Dr Charlotte Hammond collaborated with student artists from Coleg Menai in Bangor, Liz Millman of Learning Links International and Marcia Dunkley of Black Heritage Walks Network, to investigate this overlooked period of Wales' history. It has been supported by Higher Education Funding Council for Wales (HEFCW) Research Innovation Funding.

Welsh Plains was a durable 'plain' woollen cloth, woven in mid-Wales between 1650-1850.

Before it was eventually overtaken by cotton, wool was at the centre of the global textile industry of the eighteenth century. British merchants used the cloth to purchase and trade in African captives, kidnapped to work on plantations in the Americas in the transatlantic slave trade. Plantation owners in the Caribbean and US South used the hand woven woollen textile to clothe enslaved labourers.

In the eighteenth and early nineteenth century, Welsh Plains became a popular textile for the jackets, waistcoats, smocks, petticoats and breaches worn by enslaved men, women and children in the Americas.
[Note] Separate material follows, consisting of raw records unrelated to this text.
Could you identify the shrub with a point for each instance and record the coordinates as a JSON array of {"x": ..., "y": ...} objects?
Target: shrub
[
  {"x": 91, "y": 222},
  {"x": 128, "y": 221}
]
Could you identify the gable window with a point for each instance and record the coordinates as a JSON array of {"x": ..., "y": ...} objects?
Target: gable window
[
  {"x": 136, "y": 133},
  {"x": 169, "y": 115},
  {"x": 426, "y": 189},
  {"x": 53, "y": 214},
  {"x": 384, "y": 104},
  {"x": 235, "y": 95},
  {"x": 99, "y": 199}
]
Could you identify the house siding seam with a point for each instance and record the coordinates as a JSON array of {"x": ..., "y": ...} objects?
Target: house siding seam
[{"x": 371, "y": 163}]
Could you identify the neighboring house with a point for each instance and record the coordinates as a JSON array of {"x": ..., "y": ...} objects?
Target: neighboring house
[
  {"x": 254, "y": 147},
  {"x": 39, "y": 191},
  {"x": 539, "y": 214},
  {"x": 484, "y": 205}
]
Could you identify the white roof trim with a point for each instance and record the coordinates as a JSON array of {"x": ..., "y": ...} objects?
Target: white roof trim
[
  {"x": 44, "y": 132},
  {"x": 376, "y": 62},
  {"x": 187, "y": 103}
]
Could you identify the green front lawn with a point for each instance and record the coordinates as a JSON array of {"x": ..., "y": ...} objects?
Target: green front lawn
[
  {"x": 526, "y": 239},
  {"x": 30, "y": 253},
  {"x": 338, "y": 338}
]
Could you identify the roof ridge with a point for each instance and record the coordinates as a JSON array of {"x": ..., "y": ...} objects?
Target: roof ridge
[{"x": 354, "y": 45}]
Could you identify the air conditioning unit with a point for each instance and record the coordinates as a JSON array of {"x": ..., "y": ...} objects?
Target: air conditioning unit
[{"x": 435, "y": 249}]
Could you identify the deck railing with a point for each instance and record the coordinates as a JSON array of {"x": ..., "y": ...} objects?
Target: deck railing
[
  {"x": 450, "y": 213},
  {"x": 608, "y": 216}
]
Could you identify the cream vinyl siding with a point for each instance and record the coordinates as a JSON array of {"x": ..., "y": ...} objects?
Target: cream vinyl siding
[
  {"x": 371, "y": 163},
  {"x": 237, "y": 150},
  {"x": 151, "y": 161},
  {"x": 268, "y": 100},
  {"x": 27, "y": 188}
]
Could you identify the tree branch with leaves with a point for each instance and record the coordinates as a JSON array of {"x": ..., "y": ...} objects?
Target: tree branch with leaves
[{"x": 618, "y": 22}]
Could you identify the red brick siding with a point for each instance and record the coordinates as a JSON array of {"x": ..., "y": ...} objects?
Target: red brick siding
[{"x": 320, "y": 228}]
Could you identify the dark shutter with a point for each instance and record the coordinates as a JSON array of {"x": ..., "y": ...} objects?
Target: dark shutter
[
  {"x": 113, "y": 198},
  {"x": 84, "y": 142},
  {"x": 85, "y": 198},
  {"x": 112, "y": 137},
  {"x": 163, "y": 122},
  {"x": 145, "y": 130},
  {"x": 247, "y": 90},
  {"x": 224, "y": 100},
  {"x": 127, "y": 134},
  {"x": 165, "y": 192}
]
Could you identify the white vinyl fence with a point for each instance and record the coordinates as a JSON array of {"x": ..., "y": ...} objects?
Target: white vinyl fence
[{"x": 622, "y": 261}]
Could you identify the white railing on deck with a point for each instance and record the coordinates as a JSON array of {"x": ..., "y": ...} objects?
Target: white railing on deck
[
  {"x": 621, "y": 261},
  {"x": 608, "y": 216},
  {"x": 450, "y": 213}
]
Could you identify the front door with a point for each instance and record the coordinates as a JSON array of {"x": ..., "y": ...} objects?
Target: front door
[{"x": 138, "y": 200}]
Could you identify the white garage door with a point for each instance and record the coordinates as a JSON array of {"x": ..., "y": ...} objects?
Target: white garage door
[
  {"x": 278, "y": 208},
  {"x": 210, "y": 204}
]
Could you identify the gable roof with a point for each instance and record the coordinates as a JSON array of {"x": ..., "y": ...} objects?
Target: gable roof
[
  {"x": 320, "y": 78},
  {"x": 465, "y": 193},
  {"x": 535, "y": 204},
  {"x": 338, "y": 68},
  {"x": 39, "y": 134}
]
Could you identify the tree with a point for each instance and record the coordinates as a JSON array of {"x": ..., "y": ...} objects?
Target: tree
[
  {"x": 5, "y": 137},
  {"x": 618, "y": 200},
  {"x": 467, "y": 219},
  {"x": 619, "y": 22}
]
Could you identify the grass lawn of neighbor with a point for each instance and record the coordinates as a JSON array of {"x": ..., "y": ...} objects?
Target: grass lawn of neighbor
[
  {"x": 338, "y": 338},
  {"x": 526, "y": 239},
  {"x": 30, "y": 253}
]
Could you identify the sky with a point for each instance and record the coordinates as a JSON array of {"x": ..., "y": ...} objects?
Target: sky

In 1823, the South Carolina planter, Robert Maxwell, wrote that local manufacturers had tried to imitate Welsh Plains but found its qualities to be inferior. Maxwell preferred to buy cloth that had been "made by the farmers of Wales".

The research project and free bilingual book of the same name, Woven Histories of Welsh Wool and Slavery / Hanesion Cysylltiedig Gwlân Cymru a Chaethwasiaeth, published by Common Threads Press, aims to improve public knowledge of the ways local histories of woollen production in Wales are implicated in broader global histories of Atlantic slavery and empire.

Dr Charlotte Hammond, based at Cardiff University's School of Modern Languages said: "With this project, we have sought to highlight an area of history that has received little recognition until now.

"The students explored traces of this historical narrative that links the exploitation of weavers in rural Wales with the racial injustices of Atlantic slavery, and its reliance on the circulation of Welsh-made textiles.

"Our work has taken us from the ruins of pandy fulling mills in Dolgellau, Meirionnydd, via the packhorse trails that transported Welsh Plains cloth to England. There, it was dyed and finished in Shrewsbury, sent to London and Liverpool to be traded and then exported to the Americas.

"We have followed the cloth's colonial connections to the Caribbean and southern states of the US, where Welsh Plains was used to clothe enslaved field workers who toiled on the plantations.

"We traced a small swatch of 'plains' which is listed in a merchant's sample book (c.1800-1825) in the Joseph Downs Collection in the Winterthur Library, Delaware (US). This remnant shows the fabric to be coarse and probably quite uncomfortable to wear, a far cry from the expensive silks and linens worn by the plantation owners.

"The resulting artwork from the group of emerging artists and designers is their visual response to this history."